Import Requirements & Usage Guidelines

  • Currently, only states with a positive diagnosis of RHDV2 in wild or domestic rabbits can import vaccine for use in domestic rabbits. Great progress has already been made to shorten the wait time for importation of vaccine and to increase the number of doses available for affected states.
  • Do not, under any circumstances, consider bringing this or any other unapproved RHDV2 vaccine into the US. Aside from serious legal repercussions, the rabbits may not be recognized as vaccinated by the state veterinarian or USDA if there is an outbreak of RHDV2 in your area.
  • Please be patient with your local veterinarian regarding vaccine availability, because they have to follow strict USDA guidelines without exception. For veterinarians needing information on the importation process, see https://rabbit.org/rhdv-importing-vaccines/ or contact your State Veterinarian.
  • Many people are frustrated that the vaccines can’t be sold in all states immediately, but there are important reasons why:
    • European vaccine manufacturers have limited capacity for production.
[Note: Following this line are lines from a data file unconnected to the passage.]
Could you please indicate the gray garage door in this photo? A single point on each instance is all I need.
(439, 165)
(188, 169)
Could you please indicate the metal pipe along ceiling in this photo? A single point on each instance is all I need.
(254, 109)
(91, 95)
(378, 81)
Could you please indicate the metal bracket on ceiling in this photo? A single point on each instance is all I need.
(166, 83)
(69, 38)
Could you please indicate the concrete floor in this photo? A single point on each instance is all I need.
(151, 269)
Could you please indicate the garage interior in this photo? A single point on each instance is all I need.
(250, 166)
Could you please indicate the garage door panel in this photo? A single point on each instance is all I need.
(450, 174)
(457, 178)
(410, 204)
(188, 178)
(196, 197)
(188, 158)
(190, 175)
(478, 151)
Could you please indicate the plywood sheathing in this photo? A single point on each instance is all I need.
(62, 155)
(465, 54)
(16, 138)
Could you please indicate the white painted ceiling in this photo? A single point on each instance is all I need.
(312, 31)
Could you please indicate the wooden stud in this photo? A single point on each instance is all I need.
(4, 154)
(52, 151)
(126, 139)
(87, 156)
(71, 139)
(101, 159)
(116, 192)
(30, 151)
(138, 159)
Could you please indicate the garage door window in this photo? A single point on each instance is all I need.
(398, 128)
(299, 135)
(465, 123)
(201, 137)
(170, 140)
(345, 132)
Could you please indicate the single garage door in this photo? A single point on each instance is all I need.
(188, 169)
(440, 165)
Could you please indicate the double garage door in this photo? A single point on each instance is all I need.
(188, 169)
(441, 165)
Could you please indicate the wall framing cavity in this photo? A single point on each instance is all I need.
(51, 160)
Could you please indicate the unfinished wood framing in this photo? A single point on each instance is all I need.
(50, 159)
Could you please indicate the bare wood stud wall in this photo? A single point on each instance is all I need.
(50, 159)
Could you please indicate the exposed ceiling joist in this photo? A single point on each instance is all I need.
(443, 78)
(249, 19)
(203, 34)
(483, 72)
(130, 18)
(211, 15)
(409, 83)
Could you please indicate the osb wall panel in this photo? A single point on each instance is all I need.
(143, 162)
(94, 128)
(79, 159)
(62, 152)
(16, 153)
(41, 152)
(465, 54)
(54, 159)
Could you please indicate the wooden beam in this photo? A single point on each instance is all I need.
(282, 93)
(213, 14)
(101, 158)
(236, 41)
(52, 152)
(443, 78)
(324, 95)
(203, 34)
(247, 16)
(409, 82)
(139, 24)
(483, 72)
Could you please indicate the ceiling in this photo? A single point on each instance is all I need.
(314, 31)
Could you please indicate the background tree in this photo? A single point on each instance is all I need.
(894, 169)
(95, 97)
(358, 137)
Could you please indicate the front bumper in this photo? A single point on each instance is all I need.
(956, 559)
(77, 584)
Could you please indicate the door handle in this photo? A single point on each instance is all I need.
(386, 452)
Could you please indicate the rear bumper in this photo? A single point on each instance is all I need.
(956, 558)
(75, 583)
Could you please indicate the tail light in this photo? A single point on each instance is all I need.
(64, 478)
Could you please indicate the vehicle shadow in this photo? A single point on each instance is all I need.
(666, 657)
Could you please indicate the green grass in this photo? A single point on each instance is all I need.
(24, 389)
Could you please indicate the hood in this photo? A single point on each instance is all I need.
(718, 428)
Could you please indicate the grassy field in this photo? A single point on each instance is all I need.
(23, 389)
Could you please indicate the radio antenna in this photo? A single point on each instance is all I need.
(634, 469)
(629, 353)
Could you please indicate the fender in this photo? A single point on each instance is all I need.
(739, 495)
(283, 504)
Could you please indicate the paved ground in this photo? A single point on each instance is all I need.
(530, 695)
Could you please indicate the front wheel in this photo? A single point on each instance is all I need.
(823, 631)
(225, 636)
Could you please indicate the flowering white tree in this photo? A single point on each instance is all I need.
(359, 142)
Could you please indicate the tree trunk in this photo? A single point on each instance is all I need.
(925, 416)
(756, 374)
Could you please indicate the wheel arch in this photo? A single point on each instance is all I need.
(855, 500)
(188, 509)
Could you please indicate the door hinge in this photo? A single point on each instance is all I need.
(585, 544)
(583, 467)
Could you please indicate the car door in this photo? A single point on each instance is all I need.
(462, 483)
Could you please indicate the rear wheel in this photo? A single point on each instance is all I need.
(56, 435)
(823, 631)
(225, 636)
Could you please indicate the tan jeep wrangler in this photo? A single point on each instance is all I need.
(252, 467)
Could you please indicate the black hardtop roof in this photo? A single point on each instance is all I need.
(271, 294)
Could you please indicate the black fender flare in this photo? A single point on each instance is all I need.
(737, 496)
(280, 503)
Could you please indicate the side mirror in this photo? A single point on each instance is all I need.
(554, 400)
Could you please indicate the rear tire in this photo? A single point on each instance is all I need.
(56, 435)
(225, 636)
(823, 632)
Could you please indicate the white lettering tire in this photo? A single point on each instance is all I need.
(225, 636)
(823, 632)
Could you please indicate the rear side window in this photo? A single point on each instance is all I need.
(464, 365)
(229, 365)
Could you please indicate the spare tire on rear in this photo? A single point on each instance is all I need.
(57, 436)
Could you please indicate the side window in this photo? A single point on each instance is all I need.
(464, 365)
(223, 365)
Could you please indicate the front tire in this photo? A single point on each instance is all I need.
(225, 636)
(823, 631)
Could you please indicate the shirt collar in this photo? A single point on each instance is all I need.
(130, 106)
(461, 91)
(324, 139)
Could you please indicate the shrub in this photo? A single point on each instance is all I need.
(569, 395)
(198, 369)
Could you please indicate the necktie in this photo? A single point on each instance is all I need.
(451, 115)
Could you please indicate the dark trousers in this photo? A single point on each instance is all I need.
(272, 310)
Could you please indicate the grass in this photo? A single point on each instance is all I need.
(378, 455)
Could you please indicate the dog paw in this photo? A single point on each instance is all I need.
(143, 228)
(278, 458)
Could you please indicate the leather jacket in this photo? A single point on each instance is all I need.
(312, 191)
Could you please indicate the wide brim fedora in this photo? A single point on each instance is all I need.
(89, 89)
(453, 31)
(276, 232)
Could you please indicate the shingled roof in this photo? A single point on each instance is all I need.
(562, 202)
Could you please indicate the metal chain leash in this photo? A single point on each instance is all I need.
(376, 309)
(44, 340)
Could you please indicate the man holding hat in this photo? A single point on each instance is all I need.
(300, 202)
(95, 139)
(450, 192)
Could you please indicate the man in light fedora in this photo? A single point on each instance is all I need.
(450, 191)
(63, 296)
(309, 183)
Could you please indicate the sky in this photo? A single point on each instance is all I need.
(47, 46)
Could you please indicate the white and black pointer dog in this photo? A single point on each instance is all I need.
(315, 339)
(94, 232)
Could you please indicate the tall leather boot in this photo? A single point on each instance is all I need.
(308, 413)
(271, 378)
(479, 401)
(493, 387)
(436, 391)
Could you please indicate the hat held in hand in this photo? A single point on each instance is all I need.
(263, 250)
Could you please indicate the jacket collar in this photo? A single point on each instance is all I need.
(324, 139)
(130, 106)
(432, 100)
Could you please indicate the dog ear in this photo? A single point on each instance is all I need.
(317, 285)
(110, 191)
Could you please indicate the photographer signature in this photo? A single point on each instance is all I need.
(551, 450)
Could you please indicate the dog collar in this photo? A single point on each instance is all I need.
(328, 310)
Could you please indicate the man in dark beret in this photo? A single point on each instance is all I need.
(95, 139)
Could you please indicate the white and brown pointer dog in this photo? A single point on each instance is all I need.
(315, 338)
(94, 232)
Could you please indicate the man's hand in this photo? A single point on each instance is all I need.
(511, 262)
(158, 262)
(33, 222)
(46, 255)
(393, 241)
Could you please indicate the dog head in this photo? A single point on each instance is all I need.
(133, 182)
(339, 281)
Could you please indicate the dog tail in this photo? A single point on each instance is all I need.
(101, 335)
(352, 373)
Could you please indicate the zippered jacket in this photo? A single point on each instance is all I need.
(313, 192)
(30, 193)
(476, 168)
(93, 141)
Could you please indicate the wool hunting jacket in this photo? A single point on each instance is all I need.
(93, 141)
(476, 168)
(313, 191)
If vaccines are sold to all states, there would be a critical shortage for RHDV2-positive states.
    • Since this is a foreign disease and we are using foreign vaccine on our rabbit populations, there is always concern, until proven otherwise, of inadequate vaccine protection.

Future of Vaccine Availability

  • The USDA is currently supporting and working diligently with U.S. pharmaceutical companies to produce a vaccine in the U.S. It is expected this process will likely take a year or more, but we will keep you updated.
  • The U.S. vaccine will most likely be a subunit vaccine that uses a tiny particle of the virus and, therefore, is safe and humane because it is not alive or grown in lab animals.

Vaccine Administration

  • The ERAVAC (Spain) and FILAVAC (France) vaccines are both given as one injection under the skin. 
  • The onset of immunity for both is approximately one week after vaccination. The earliest ages the two vaccines can be given is 4 weeks for Eravac and 10 weeks for Filavac. 
  • It is normal and common to have a temporary spike in body temperature after vaccination (the body making antibodies to the foreign virus that was injected).
  • Owners may also notice a nodule or lump at the vaccination site. The nodule is due to the rabbit’s body reaction to the substances that make up the injectable solution that carries the RHDV2 killed virus. The nodule is usually temporary and not life-threatening.
  • Please note that no vaccine can be considered 100% efficacious or that every rabbit that receives it will be guaranteed immunity to the disease. This is why biosecurity is vitally important as the first and most consistent method of protection.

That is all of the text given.